We conclude that the evidence before the district court did not support the findings that the respondents’ due process rights were violated by the prosecution’s improper use of the civil proceeding or that the State had a conflict of interest. Before this court will dismiss a case for prosecutorial misconduct, the misconduct must be clearly demonstrated to be substantial and prejudicial. See State v. Tapia, 108 Nev. 494, 835 P.2d 22 (1992). Further, a prosecuting attorney’s office should not be disqualified for a conflict of interest unless evidence establishes that an extreme situation exists. Collier v. Legakes, 98 Nev. 307, 646 P.2d 1219 (1982). Since such a showing was not made by the respondents, the district court erred in dismissing this action and granting the writs of habeas corpus. Accordingly, we reverse the granting of the writs of habeas corpus and the dismissal of this case and remand to the district court for trial.

Young and Shearing, JJ., concur.

The Attorney General’s office served as counsel for the State in this case. On November 19, 1991, Nevada’s civil complaint was amended to add Bennett as a defendant. Also, according to the receiver’s testimony before the grand jury, the complaint was later further expanded, by order or amended complaint, to include Fullerton Zip Nut, Inc., a Utah corporation, and Fullerton, Inc., a Nevada corporation (the two corporations involved in the Utah litigation).

The respondents neither confirm nor deny that this occurred in their brief, but merely point out that the statement was made by the prosecutor, adding: “If this [is] true, the Respondents were represented by John Schell.”

Respondents maintain that the investors named in the indictment accepted the option of stock in Zip Nut, Inc. However, appellant asserts that five First Phoenix investors elected to have a return of their investment funds, through promissory notes, as no cash existed to pay them back.

We also note that on March 15, 1992, Bennett and Fullerton unsuccessfully filed a motion to have the receivership terminated. This court, on appeal from the denial of the motion to terminate the receivership, determined that the purposes of the receivership had not yet been fulfilled and accordingly issued an order dismissing appeal on March 31, 1994. See Fullerton v. State, Docket No. 24398 (Order Dismissing Appeal, March 31, 1994).
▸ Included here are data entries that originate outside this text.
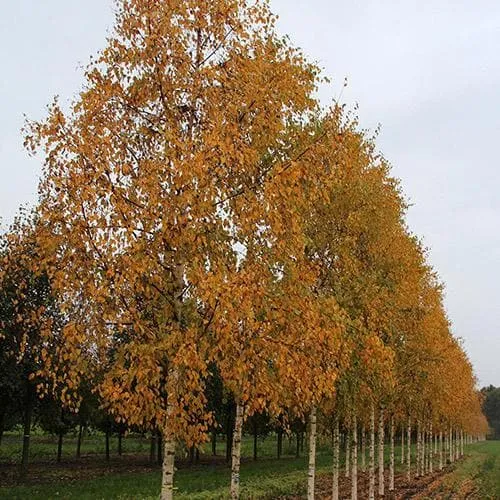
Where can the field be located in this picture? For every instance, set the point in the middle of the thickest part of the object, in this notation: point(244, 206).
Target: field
point(132, 476)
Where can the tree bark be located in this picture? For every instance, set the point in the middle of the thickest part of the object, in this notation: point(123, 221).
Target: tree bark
point(363, 449)
point(59, 447)
point(391, 461)
point(419, 449)
point(79, 441)
point(159, 449)
point(408, 450)
point(354, 455)
point(450, 445)
point(402, 445)
point(214, 443)
point(312, 455)
point(2, 422)
point(254, 439)
point(347, 451)
point(236, 452)
point(167, 480)
point(120, 442)
point(336, 460)
point(441, 450)
point(107, 445)
point(28, 413)
point(371, 473)
point(152, 447)
point(381, 479)
point(431, 449)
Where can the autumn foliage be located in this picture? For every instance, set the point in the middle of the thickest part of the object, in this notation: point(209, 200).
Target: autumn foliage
point(199, 209)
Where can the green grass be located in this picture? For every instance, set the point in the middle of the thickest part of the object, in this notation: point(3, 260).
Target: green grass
point(265, 478)
point(480, 471)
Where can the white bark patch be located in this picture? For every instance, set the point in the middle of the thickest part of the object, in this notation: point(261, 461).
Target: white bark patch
point(236, 453)
point(312, 455)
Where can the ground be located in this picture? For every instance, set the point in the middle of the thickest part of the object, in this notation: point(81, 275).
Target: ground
point(132, 476)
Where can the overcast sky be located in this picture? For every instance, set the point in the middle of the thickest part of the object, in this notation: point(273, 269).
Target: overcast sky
point(428, 71)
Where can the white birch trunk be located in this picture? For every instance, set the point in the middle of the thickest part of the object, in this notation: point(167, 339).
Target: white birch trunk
point(381, 479)
point(371, 482)
point(408, 450)
point(312, 455)
point(419, 449)
point(450, 440)
point(391, 461)
point(347, 450)
point(363, 449)
point(402, 444)
point(167, 482)
point(336, 460)
point(431, 450)
point(236, 453)
point(441, 444)
point(354, 454)
point(424, 451)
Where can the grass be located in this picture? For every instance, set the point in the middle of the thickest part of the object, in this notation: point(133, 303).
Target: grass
point(479, 473)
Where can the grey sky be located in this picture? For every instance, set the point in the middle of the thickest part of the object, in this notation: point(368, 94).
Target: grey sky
point(427, 71)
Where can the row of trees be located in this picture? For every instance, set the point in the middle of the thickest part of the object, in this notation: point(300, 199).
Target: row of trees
point(202, 218)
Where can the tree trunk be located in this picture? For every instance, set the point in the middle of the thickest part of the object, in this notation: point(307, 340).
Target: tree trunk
point(167, 480)
point(363, 449)
point(450, 445)
point(402, 444)
point(336, 459)
point(107, 445)
point(381, 480)
point(214, 443)
point(419, 449)
point(59, 447)
point(431, 449)
point(312, 455)
point(347, 451)
point(424, 450)
point(408, 450)
point(159, 449)
point(254, 439)
point(236, 453)
point(229, 440)
point(391, 461)
point(441, 450)
point(152, 447)
point(120, 438)
point(371, 473)
point(279, 443)
point(2, 422)
point(28, 412)
point(354, 455)
point(79, 441)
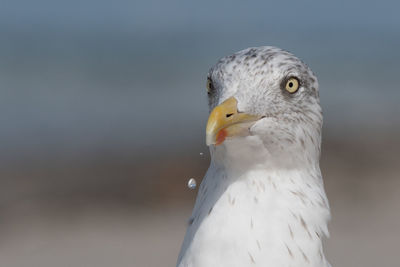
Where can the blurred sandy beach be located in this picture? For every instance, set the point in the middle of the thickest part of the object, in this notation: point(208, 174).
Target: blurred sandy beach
point(103, 108)
point(143, 223)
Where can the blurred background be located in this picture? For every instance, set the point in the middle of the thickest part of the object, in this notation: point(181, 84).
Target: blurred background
point(103, 112)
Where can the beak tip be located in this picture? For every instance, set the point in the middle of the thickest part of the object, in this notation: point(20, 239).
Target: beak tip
point(209, 140)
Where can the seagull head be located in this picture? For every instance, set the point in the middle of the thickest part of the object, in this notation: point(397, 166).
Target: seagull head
point(264, 97)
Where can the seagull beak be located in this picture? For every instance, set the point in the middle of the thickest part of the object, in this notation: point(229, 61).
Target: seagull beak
point(226, 121)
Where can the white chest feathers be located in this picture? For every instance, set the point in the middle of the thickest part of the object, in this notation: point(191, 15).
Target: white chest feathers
point(260, 218)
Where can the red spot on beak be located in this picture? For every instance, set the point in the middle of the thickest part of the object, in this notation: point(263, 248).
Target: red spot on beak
point(221, 135)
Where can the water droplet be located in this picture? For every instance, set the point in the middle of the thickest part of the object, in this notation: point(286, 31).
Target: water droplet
point(192, 183)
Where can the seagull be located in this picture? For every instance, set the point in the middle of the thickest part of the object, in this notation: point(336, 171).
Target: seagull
point(262, 201)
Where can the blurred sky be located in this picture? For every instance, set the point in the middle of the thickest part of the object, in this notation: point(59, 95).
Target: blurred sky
point(84, 77)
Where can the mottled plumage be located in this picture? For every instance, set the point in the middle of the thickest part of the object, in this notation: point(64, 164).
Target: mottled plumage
point(262, 201)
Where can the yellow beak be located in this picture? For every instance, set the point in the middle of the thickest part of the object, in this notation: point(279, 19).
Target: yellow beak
point(225, 121)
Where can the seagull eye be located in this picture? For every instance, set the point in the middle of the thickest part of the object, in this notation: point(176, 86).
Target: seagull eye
point(210, 86)
point(292, 85)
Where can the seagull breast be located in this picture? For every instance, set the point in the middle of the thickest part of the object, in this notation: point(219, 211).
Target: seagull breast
point(262, 200)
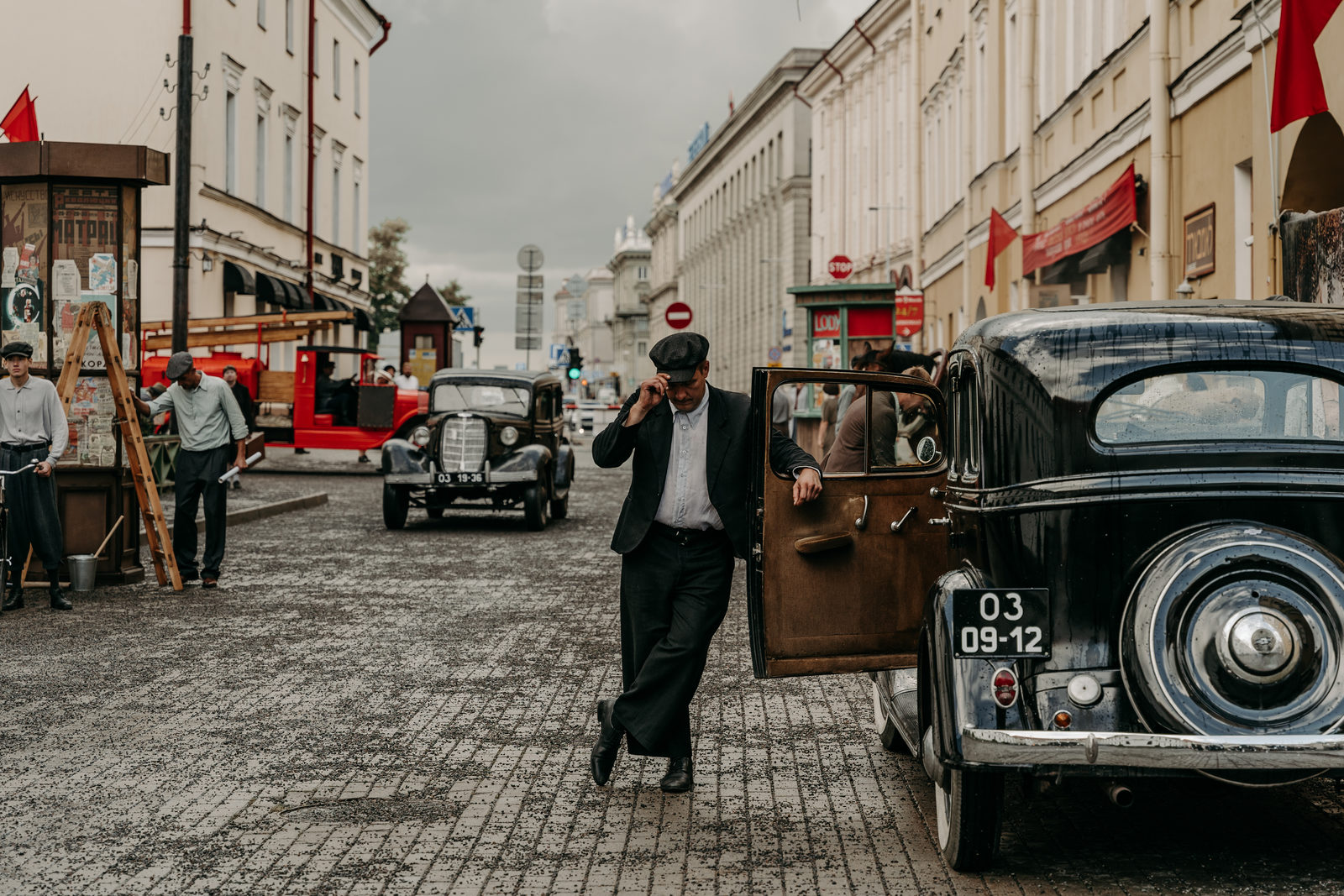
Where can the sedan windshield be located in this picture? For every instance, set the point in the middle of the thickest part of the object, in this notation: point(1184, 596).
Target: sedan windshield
point(1216, 406)
point(475, 396)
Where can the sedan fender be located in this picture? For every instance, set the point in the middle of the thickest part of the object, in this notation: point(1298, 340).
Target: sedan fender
point(402, 457)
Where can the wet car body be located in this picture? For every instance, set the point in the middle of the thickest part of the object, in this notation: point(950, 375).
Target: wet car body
point(495, 437)
point(1159, 488)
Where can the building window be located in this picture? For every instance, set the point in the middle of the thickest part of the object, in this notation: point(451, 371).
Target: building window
point(336, 204)
point(356, 87)
point(232, 143)
point(261, 161)
point(289, 177)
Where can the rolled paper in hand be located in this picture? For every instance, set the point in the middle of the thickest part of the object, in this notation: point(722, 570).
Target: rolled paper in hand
point(233, 470)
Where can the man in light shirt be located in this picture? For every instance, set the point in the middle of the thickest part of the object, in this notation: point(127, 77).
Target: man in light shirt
point(407, 379)
point(33, 427)
point(214, 436)
point(680, 527)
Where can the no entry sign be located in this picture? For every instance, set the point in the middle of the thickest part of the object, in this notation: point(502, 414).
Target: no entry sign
point(678, 315)
point(840, 266)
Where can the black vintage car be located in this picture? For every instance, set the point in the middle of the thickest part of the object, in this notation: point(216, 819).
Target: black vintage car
point(494, 437)
point(1115, 555)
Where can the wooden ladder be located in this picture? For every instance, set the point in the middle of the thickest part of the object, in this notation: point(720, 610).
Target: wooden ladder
point(94, 316)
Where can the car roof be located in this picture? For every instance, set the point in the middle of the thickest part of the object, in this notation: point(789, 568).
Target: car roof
point(1075, 351)
point(521, 378)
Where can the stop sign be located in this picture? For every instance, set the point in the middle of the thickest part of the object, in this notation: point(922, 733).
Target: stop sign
point(678, 315)
point(840, 266)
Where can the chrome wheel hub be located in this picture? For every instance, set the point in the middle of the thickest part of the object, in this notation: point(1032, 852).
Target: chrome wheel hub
point(1260, 645)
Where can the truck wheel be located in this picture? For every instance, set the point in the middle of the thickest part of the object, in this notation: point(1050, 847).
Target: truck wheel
point(534, 506)
point(971, 812)
point(396, 504)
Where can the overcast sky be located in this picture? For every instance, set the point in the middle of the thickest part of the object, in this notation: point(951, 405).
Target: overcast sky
point(501, 123)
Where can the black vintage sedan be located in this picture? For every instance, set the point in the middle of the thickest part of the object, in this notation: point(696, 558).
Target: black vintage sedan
point(495, 437)
point(1113, 551)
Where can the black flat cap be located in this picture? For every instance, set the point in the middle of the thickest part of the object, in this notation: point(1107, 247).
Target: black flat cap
point(179, 364)
point(17, 348)
point(678, 355)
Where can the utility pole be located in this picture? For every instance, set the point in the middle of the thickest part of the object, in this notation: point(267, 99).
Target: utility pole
point(181, 186)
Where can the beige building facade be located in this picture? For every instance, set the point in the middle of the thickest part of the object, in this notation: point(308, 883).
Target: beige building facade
point(249, 188)
point(739, 211)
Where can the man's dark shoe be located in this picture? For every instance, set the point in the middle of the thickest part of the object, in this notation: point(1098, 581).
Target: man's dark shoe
point(608, 741)
point(58, 598)
point(679, 778)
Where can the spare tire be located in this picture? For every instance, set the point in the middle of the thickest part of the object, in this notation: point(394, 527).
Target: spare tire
point(1236, 629)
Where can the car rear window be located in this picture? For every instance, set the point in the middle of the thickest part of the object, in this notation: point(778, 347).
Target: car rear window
point(494, 399)
point(1220, 406)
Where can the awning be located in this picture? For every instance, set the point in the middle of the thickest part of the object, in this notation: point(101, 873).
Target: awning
point(1106, 215)
point(272, 289)
point(239, 280)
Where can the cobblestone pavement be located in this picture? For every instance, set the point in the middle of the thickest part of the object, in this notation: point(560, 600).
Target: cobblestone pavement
point(360, 711)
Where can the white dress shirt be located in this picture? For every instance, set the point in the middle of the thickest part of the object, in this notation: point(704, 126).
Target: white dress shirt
point(685, 490)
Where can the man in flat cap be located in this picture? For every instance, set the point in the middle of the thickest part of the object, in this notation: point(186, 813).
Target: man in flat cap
point(33, 427)
point(683, 523)
point(214, 436)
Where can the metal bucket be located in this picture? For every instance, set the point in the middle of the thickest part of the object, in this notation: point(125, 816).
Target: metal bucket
point(82, 569)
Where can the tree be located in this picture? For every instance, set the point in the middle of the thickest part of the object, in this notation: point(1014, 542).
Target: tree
point(454, 293)
point(387, 271)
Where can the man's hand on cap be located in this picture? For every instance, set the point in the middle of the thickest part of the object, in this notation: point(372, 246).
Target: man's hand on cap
point(652, 391)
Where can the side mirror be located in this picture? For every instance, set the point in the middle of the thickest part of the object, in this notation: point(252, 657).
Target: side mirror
point(927, 450)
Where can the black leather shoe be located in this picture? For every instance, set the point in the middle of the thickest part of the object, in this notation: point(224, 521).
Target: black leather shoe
point(679, 778)
point(608, 741)
point(58, 600)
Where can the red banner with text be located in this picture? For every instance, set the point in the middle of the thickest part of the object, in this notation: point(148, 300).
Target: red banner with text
point(1106, 215)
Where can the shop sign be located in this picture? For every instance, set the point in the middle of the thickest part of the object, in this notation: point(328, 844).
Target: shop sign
point(1104, 217)
point(826, 322)
point(1200, 242)
point(909, 313)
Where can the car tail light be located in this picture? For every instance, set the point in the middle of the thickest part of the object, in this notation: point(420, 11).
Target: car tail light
point(1005, 687)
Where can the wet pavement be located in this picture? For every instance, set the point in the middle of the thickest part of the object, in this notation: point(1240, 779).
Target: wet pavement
point(360, 711)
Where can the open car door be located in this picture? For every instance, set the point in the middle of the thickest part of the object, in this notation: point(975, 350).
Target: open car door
point(839, 584)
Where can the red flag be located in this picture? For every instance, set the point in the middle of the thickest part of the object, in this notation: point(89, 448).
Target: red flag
point(20, 123)
point(1000, 237)
point(1299, 90)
Respondents rely for this assertion upon an unsigned, unnotarized affidavit of Zip Nut, Inc., on Gentile’s law firm’s letterhead, and upon certain billing statements discussed more fully infra.

According to statements made by Fullerton’s counsel at the hearing on the motion to dismiss and the habeas petition, these documents were sent to Fullerton by one of Schell’s employees who was thereafter fired.

Since the indictment was filed on November 18, 1992, it is unclear whether this date on Gentile’s billing statement is correct.

Respondents did not argue that it was inappropriate per se for a civil receiver to act as a witness in a criminal prosecution, but (in the words of Judge Agosti) that

it is inappropriate to utilize the testimony of a receiver when the receiver was appointed at the State’s behest, and then thereafter manipulated to obtain information in order to make a criminal prosecution work. In other words, to circumvent the due process rights of these defendants . . . [t]he receiver went out and just seized everything . . . [and] was subsequently subpoenaed .... [Whereas] [t]here would have to be an up-front criminal prosecution going on to get a search warrant.

In short, the parties were arguing, and the judge appeared to agree, that “a civil proceeding [had been used] as subterfuge to gain evidence for a criminal proceeding.”